Let me change the subject quickly. I could not go any further if I didn’t mention my grandmother; she is a true angel to me! Many were the times she came and picked me up drunk and in a stupor, no matter what time it was. She and my family never gave up on me.
(OH, HOW I LOVE THEM.)
This is for you, Grandma Orkie.
I LOVE YOU, YOU ARE TRULY ONE OF MY VERY BEST FRIENDS!
Now getting back to the story. I would have to study for countless hours, each and every day. Hours that most kids were playing I studied. I also stayed up later because it was still unbelievably hard to get to sleep.
(I HAVE ALWAYS HATED THAT!)
I would lie in my bed under my covers trying to get to sleep for hours until my eyes would just close from pure exhaustion. To this day I have a hard time some nights, unless I have some assistance with medication, but I have grown used to it.

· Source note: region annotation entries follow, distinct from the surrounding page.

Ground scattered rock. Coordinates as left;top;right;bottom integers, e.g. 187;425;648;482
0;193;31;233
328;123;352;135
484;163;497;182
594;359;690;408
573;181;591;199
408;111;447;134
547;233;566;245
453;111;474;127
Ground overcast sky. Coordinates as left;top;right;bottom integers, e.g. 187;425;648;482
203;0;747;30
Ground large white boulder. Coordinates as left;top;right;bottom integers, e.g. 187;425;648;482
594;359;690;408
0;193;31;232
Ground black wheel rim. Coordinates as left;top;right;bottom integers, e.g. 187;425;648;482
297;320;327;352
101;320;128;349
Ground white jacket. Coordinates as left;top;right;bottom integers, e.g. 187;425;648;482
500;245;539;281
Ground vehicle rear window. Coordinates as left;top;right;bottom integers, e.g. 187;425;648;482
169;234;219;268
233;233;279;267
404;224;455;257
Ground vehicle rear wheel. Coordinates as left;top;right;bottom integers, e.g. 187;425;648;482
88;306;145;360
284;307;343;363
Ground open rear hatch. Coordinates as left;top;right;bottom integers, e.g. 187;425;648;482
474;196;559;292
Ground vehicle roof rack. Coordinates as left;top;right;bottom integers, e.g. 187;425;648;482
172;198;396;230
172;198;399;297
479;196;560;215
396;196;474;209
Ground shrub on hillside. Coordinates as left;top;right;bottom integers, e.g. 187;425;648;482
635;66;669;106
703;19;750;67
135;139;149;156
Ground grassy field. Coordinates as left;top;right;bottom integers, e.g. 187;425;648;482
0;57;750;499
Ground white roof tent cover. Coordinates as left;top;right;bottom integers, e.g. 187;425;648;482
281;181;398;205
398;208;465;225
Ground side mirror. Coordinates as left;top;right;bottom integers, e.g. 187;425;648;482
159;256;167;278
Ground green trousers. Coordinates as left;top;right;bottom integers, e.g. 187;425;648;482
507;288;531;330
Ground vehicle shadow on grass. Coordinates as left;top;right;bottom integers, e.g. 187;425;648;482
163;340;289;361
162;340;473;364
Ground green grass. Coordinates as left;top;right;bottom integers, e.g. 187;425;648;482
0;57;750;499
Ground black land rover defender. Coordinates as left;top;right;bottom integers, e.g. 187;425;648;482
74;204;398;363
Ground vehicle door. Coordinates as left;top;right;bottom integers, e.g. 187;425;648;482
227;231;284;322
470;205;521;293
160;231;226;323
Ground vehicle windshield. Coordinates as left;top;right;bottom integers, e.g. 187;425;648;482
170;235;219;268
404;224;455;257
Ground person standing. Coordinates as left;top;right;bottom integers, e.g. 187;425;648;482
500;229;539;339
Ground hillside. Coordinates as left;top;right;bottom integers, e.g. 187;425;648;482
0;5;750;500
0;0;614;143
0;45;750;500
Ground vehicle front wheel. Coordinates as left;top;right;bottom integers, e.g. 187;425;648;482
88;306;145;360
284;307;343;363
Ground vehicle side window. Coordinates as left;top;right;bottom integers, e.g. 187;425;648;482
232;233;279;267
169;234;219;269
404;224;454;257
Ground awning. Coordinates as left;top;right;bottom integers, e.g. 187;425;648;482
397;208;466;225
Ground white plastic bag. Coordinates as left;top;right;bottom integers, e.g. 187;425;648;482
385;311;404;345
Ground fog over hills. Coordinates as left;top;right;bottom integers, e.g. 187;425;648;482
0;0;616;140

My problems weren’t over yet. Panic attacks hit me.
(THEY TERRIFIED ME ALWAYS.)
YES TO THIS DAY I STILL HAVE PANCIK ATTACKS, AND SOMETIMES I GET DOWN TO, BUT NOTHING LIKE BEFORE THE MEDICINE WAS ON THE SCENE. SO WHAT I AM TRYING TO SAY IS THIS, WE ARE NEVER TOTALLY HEALED, YET WITH HARD WORK THE RIGHT DR. AND THE CORRECT MEDICINE YOU CAN LEAD AN EXSTRAORDINAY LIFE, I AM LIVING PROOF OF THIS AND MY MEDICINE IS AT THE LOWEST POINT IT HAS BEEN IN THE LAST TEN YEARS,
It felt as though I was having a heart attack and that my chest would explode as it pounded like a hammer hitting a nail hard and fast and loud. When I had a panic attack my mind would absolutely go crazy. You are going to die, it would say, and then my heart would beat even faster. What are you going to do now that your life is almost over, it would scream to me! I wish I could have turned the damn thing off, yet no matter how hard I tried I could not shut it off! One night I woke my dad up and told him I was dying. He took my pulse and then calmly said, “Let’s get to the hospital!”
If you have never had a panic attack you are very lucky, they are terrifying and you think that you are really going to die, now if the hospital knows you are ok they just leave you sitting there and you suffer and they act like it’s a walk in the park, please know this is a very real problem and needs to be treated as such.
This was a trend that would grow steadily worse. I would go to the hospital or the doctor’s very often, sometimes four to five times a month. I am sure this drove my family, doctor, and the emergency room that I regularly frequented crazy. As time passed and with a wonderful new doctor, the attacks are pretty much gone! I have not had to go to the emergency room for mental health issues for quite some time.
(ANOTHER VICTORY.)
It was when I was in seventh and eighth grade that I noticed when I got into a relationship and really started liking a girl, that’s when we would break up. (This is where, as I look back at it all, I first started to see the emotional problems, and it also became very clear to everyone close to me.)
At least to me it seemed clear, maybe noone noticed but me, I am not really sure, I mean no one ever told me they thought Iwas nuts and if they did they never said anything to me, so maybe just maybe I was hopinf deep down inside me that someone, anyone would notice that I was ready to go off the deep end!
I would cry for hours and make myself sick and vomit for hours at a time. Normally when I would get sick, after a day or so the doctor would need to prescribe something to help me stop vomiting.
I remember one girl I was going out with. Her name was Christy and I really liked her. She was gorgeous and I had a crush on her all the way through high school. We would talk often. I don’t know if I did something wrong or what that reason was, but the relationship didn’t last too long, maybe a month or two weeks, and when she dumped me it was like the end of the world!